Carlos Vignau, redactor de esta casa y apasionado cazador de corzos, recuerda en estas breves líneas lo que le ha enseñado el más pequeño de nuestros cérvidos: «Siento que debo mucho a este animal».
27/2/2020 | Carlos Vignau
A mis 32 años así lo siento. Siento que debo mucho a este animal. Mucho más que a cualquier otro. Durante años, he escuchado con atención las historietas de mi padre. En ellas, los plomos y los conejos eran los protagonistas sin rival. Me quedaba ensimismado pensando cómo sería aquello de salir de casa con la escopeta al hombro; cómo sería aquello de quedarte sin cartuchos; cómo sería aquello de cobrar dos docenas de conejos pateando cuatro zarzas… Durante mi niñez eso era algo impensable. Rara era la vez que te cruzabas con algún orejudo y, si lo hacías, tu padre era el encargado de prohibirte apretar el gatillo. «Quedan muy poquitos y me gusta verlos.
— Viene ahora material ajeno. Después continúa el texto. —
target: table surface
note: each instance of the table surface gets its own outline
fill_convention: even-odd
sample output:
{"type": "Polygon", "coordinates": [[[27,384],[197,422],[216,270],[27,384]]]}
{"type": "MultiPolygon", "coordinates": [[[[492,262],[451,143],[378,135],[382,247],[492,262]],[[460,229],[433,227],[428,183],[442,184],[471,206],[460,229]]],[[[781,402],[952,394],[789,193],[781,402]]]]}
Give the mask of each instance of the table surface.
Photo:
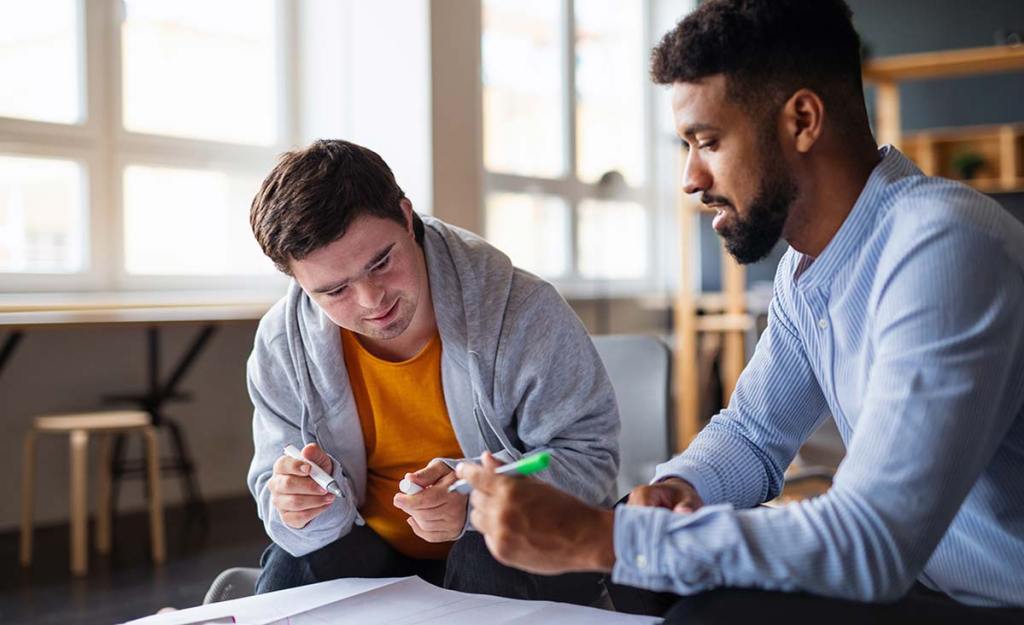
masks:
{"type": "Polygon", "coordinates": [[[278,297],[190,292],[3,294],[0,328],[251,322],[263,317],[278,297]]]}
No dispares hombre», solía apuntar con el sentido ecologista que todo buen cazador desarrolla, digan lo que digan por ahí.
Ante la escasez de menor, los de mi camada (por lo menos en la zona de Guadalajara donde crecí) nos vimos avocados a adiestrarnos de forma diferente. La mayoría de los cazadores entran en depresión cuando agoniza febrero y sus escopetas deben ser veladas en los armeros hasta la temporada siguiente. Sin embargo, para mi marzo era sinónimo de jarana. Recuerdo con especial ilusión las tardes de los viernes. Camisa marrón y botas Chiruca era mi uniforme en el último día de la semana, y poco me importaban las miradas de asombro de mis compañeros al ver un pantalón de pana entre tanto Levi´s. A las 15:00 sonaba el timbre y el Montero verde de mi padre me esperaba aparcado en la puerta para poner rumbo al monte.
Nuestra misión era tan sencilla como ilusionante: perdernos los dos juntos hasta el domingo buscando corzos. Recorríamos el coto sin dejar un sólo rincón sin revisar. Dominábamos cada querencia. Reconocíamos a los animales de un año para otro y tratábamos de decidir cuales serían objeto de rececho al empezar la caza. Vivíamos con los primaticos clavados en las cuencas y sin rifle pero os puedo asegurar que estábamos cazando. Posiblemente, de la forma más pura que se puede cazar. El campo en esta época está a punto de explotar. Las siembras comienzan a brotar en un verde intenso y el agua galopa por los regatos, mojando cada boquilla. El frío crudo del invierno se va perdiendo y los rayos del sol empiezan a caldear el ambiente. Con un escenario así, aprovechábamos para disfrutar de las perdices y sus polladas y de alguna cochina seguida de su prole.
Al caer la tarde, volvíamos a casa felices, haciendo un repaso mental a lo acontecido durante las horas de reconocimiento. Aún conservo el bloc de notas donde lo apuntaba todo: los corzos que entraban a una determinada siembra, a qué hora lo hacían y por dónde podría hacer una entrada en el futuro.
Recuerdo esos instantes con morriña pero sonrío feliz cada vez que lo hago. Esta fue mi escuela y de esta manera aprendí a amar a la naturaleza: cazando sin matar. Posiblemente la enseñanza más importante de mi vida como cazador.